You know what? I don’t think I’m ever gonna see anything in my life more beautiful than my own mama smiling in the sun. I got a whole life ahead of me, but I just don’t believe that I’ll ever see anything more beautiful than that, and than her.
I loved her so much in that moment I could barely breathe. It almost choked me, how much I loved her. All I was in that moment was loving her. I loved her. I loved her. I loved her.
That’s it. That’s the whole memory.
That memory doesn’t have any words.
It doesn’t need them.
CHAPTER
FORTY-FIVE
The lid creaked open. I let it fall back until it hit the grass, so the box lay there wide open.
I looked inside the box.
My skin went all tingly and goose bumpy.
Oh, man.
It was there. It was all there. Just like I remembered it.
Just like we’d left it.
There was a pile of papers all jumbled together, and I could see the little-kid handwriting here and there, could see the crayon pictures.
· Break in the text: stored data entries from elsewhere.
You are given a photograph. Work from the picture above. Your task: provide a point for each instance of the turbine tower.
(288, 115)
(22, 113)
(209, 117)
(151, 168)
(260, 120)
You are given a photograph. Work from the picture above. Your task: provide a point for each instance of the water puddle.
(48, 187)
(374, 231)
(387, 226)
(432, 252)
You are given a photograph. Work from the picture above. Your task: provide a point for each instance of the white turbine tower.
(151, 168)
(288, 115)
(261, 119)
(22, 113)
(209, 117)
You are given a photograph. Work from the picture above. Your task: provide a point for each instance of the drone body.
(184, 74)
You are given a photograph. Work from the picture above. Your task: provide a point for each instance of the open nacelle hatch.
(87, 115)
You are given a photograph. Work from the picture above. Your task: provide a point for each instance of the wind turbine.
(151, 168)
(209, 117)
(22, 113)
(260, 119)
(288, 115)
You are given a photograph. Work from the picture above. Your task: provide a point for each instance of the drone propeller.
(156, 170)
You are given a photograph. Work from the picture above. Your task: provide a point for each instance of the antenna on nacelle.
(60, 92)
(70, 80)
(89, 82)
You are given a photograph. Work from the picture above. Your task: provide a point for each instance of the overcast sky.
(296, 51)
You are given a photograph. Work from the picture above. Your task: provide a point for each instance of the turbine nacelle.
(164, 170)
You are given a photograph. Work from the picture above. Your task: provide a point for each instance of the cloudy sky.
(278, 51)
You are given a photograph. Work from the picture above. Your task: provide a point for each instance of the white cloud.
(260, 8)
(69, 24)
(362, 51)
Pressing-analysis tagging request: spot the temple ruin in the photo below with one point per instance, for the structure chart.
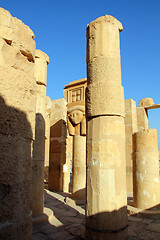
(93, 147)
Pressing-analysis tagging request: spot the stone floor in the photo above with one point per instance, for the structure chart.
(67, 222)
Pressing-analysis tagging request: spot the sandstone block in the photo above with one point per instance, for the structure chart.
(146, 170)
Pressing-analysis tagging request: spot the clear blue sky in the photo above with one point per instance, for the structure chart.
(60, 31)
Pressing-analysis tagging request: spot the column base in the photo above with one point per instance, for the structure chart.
(92, 234)
(44, 217)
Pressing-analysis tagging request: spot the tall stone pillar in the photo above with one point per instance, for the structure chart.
(106, 212)
(40, 73)
(130, 129)
(79, 167)
(59, 168)
(17, 126)
(146, 170)
(77, 129)
(47, 137)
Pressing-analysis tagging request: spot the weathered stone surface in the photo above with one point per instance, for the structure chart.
(77, 128)
(106, 211)
(146, 169)
(145, 102)
(142, 118)
(41, 60)
(22, 98)
(58, 167)
(130, 129)
(79, 167)
(75, 91)
(103, 68)
(47, 136)
(40, 74)
(17, 126)
(17, 34)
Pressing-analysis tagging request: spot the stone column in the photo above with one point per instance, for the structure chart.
(79, 167)
(17, 126)
(66, 167)
(47, 137)
(106, 211)
(59, 168)
(146, 170)
(40, 73)
(130, 129)
(77, 128)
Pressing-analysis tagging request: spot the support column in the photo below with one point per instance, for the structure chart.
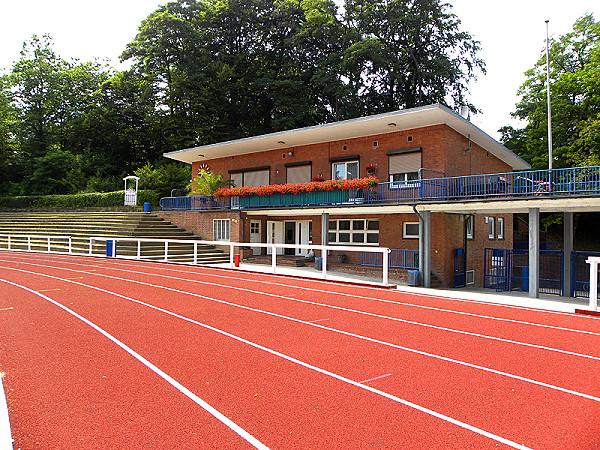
(425, 247)
(325, 229)
(567, 251)
(534, 252)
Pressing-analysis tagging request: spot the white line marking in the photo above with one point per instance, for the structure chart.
(346, 333)
(376, 378)
(355, 311)
(275, 353)
(5, 434)
(224, 419)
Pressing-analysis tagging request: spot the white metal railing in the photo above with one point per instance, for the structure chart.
(233, 245)
(19, 239)
(593, 261)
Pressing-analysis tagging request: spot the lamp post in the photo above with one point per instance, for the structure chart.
(548, 98)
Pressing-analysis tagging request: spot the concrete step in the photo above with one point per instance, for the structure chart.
(82, 225)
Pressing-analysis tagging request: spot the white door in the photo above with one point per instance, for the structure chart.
(255, 235)
(274, 235)
(302, 236)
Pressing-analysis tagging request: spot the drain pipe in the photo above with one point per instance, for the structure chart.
(423, 258)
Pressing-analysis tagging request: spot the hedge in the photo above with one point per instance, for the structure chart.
(96, 199)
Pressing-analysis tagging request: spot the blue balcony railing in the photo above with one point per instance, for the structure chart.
(541, 183)
(399, 258)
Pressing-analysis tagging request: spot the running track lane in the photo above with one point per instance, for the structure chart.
(331, 285)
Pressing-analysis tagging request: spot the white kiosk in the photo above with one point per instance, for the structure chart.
(131, 192)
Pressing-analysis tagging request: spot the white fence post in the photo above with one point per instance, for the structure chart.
(386, 265)
(593, 262)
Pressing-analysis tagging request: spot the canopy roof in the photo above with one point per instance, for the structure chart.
(406, 119)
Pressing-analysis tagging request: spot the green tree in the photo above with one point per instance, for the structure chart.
(164, 178)
(575, 102)
(408, 53)
(206, 183)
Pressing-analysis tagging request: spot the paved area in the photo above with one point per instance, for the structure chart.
(516, 298)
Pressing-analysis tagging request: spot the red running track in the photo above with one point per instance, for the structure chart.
(100, 353)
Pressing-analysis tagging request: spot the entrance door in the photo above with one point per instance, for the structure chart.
(274, 235)
(255, 235)
(302, 236)
(290, 237)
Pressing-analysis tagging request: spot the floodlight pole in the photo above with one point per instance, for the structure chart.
(548, 97)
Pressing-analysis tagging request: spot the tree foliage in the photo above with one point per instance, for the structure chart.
(575, 102)
(204, 71)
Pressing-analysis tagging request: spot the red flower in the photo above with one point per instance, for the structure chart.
(297, 188)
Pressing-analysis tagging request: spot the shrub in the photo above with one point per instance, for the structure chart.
(96, 199)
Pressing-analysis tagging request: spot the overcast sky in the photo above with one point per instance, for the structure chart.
(512, 35)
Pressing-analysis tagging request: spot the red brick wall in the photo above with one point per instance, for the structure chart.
(447, 233)
(444, 150)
There were a few smooth rocks that we must’ve thought were special back then. And, boy, were they ever. I picked one up and held its cool roundness in my hand and closed my eyes and stopped breathing, just knowing that Rose had held it in her hand, had squeezed that very rock between her perfect little fingers.
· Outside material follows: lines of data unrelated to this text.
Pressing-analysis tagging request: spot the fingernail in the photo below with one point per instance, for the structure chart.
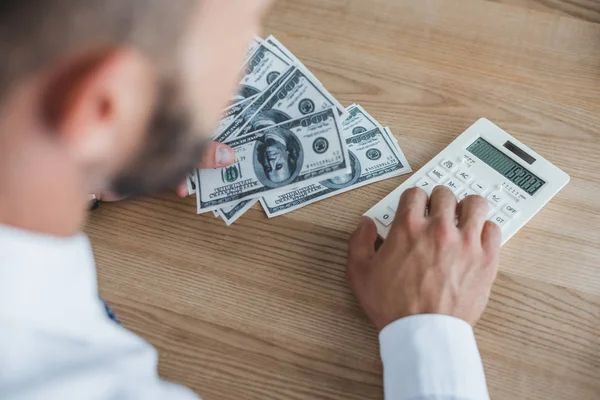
(225, 156)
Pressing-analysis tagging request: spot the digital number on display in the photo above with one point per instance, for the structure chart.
(506, 166)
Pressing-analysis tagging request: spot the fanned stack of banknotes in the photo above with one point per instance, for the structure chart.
(294, 143)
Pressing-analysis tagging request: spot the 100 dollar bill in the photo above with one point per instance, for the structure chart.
(260, 70)
(358, 121)
(373, 156)
(299, 94)
(303, 150)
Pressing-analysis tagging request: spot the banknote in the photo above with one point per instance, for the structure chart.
(299, 94)
(303, 150)
(230, 114)
(241, 119)
(254, 43)
(373, 157)
(230, 214)
(358, 120)
(276, 44)
(260, 70)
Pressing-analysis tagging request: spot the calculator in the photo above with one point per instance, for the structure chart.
(484, 160)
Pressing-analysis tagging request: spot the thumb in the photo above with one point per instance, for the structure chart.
(361, 247)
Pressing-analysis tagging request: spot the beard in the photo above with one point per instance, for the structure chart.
(171, 149)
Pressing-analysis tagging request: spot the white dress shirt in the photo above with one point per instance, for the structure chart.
(57, 342)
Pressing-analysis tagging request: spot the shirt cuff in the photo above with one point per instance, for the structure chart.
(431, 356)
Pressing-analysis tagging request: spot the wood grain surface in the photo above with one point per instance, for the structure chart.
(261, 310)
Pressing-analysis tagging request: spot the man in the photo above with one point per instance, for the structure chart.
(119, 96)
(278, 153)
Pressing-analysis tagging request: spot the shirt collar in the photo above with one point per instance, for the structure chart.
(48, 281)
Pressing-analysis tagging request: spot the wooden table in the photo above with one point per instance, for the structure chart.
(261, 310)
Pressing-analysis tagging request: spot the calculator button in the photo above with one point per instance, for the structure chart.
(463, 176)
(453, 184)
(480, 187)
(425, 184)
(386, 217)
(465, 193)
(495, 198)
(510, 210)
(437, 175)
(449, 164)
(500, 219)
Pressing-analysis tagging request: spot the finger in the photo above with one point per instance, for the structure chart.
(108, 196)
(218, 155)
(442, 204)
(411, 206)
(472, 213)
(182, 189)
(361, 247)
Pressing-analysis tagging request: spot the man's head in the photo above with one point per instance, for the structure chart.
(278, 155)
(114, 93)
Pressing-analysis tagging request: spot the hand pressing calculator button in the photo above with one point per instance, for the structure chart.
(464, 176)
(480, 187)
(426, 184)
(437, 175)
(496, 198)
(510, 210)
(465, 193)
(484, 160)
(500, 219)
(453, 185)
(386, 218)
(449, 165)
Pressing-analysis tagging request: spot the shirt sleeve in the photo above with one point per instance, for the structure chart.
(431, 357)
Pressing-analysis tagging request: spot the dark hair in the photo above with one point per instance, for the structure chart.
(38, 33)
I put the rock back in the box, laying it down gentle as a bird’s nest, and picked up the top piece of paper. It was a drawing, scrawled in crayon with a four-year-old’s care, sloppy and beautiful. It was a picture, I could tell, of me and Rose. Her hair was a spaghetti mess of curly lines, mine was done in short scribbles. We had big wobbly smiles and round ghost eyes. We were holding hands.
Under the picture were a few lines of words, and I remembered what Mom had told us: “Write down for each person what you love about them.”
The words were Rose’s, but the writing was Mom’s. Rose was too small to write, so she had told Mom her answers and Mom had written them down in big, clear letters so that Rose could see and start to learn. I ran my fingers over one line, felt the waxy crayon with my fingertips, and traced the words: “I love my sister Ella because she loves me, no matter what.” I nodded, my breath hot in my throat, my eyes burning and blinking. “Yes,” I tried to whisper. “Yes. It’s true, Rose. No matter what.”